Creating an AI Data Analyst with DBeaver

Business people use data to make decisions, from public sources or from their company’s databases. However, when internal data is needed, most lack expertise in SQL, Cypher, or other database-specific languages. This creates a gap that is bridged by data analysts who act as interpreters between the business and the database, translating human questions into a language the database understands.

These days, large language models (LLM) like GPT or Mistral can fulfill some of the tasks performed by data analysts. For example, LLMs can:

  • Understand user queries in various languages ​​(eg English, Spanish, Chinese).
  • Generate SQL queries based on those questions.
  • Use tools and APIs to execute these SQL queries against databases to retrieve relevant business data.

In this article, I will walk you through the steps of creating an AI data analyst using DBeaver. You will see that it is already quite simple “embark” junior AI specialist to their team, who can act as that interpreter between business people and the database, allowing human data analysts to focus on more sophisticated tasks.

Exploring AI Chat in DBeaver

If you regularly work with data, DBeaver should be no stranger to you. It is a popular tool that can connect to hundreds of databases, allowing you to query or manipulate data. The tool is used by developers, administrators, analysts and everyone who works with data.

DBeaver has a broad ecosystem of releases, features, and extensions, making it a versatile tool for a variety of use cases. AI Chat is one of its newest features. With AI Chat, you can type questions in plain English and let DBeaver generate and then execute SQL queries against your database.

As you might guess, AI Chat is a core capability for AI data analysts. So, let’s try.

I connected DBeaver to my YugabyteDB database cluster, which stores a Netflix dataset of over 8,800 movies and shows:

Connected DBeaver to the YugabyteDB database cluster, which stores the Netflix dataset of more than 8,800 movies and shows

Next, to enable AI Chat, I jumped to the Window->Settings->AI (GPT) and configured the following settings:

Window->Settings->AI (GPT): configured the following settings”/></p>
<ul>
<li dir=Checked Enable smart completion framework to activate DBeaver’s AI capabilities

  • Turned it on The Execute SQL Now setting to allow a future AI data analyst to execute queries independently (we’ll discuss how to set data access permissions for the analyst later)
  • I gave my OpenAI key in API token field
  • Note: I’m using DBeaver Enterprise Edition which comes with built-in AI support. If you are using DBeaver Community Edition, you need to install the AI ​​(GPT) extension first.

    After applying the configuration settings, I opened AI Chat and allowed the database metadata (table and column names) to be shared with OpenAI.

    Allow sharing database metadata (table and column names) with OpenAI

    By sharing metadata with LLM, effectively “you include” AI analyst to your team. The analyst will learn about the existing tables, columns and their dependencies by analyzing the metadata.

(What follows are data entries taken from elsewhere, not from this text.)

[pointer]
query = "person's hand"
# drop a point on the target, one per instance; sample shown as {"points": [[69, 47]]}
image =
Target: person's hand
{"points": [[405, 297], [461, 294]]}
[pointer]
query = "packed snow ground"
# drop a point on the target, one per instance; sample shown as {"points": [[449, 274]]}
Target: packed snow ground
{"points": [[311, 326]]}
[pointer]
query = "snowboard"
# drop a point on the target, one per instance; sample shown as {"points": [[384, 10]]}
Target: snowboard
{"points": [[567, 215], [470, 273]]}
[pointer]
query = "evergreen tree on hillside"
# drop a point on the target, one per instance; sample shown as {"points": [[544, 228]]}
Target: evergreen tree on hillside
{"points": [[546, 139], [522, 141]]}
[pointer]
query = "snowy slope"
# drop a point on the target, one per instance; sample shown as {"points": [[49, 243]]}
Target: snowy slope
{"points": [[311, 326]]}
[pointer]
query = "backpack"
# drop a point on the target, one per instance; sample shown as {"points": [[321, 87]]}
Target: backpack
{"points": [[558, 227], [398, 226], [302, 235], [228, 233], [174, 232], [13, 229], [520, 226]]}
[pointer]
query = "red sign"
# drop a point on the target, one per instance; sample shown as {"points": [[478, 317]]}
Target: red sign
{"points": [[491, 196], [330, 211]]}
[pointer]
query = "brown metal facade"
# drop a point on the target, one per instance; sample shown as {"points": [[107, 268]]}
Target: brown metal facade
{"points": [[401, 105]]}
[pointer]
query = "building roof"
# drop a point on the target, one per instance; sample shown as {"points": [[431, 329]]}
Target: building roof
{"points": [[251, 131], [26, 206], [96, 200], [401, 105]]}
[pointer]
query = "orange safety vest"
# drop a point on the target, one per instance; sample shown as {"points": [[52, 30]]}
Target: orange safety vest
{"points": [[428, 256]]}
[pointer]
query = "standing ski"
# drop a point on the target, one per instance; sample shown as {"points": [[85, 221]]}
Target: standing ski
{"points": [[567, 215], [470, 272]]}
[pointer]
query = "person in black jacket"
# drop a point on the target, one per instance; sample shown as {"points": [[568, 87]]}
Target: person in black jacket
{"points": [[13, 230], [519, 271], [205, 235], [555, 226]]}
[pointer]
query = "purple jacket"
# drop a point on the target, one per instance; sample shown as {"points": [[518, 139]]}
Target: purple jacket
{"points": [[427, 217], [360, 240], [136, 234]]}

    Finally, I tested the chat interface by asking the following question:

    • In which years did we release the most action movies? Take the best three years for me.

    Chat interface test question and results

    The OpenAI GPT model successfully generated a valid SQL request using the PostgreSQL dialect (recognizing that YugabyteDB is a distributed version of Postgres), and then DBeaver fetched the data for me.

    AI Data Analyst role setup

    DBeaver’s AI Chat interface will be a communication channel between business users and AI data analysts. However, chat alone is not enough. I want the AI ​​to work autonomously without my constant supervision. For this to happen, I first need to create a role with a precise set of permissions and, second, have insight into the queries generated by the AI ​​(in case I want to share more knowledge with the AI ​​or fine-tune its behavior).

    I was able to solve these two requirements with another solution from the DBeaver ecosystem, Team Edition, which is an advanced data management tool for teamwork. With Team Edition, you can configure a role for an AI data analyst and monitor its behavior.

    First, I installed the Team Edition server in my local Docker environment. You need a server to manage user-level access to data and track how data is used across teams.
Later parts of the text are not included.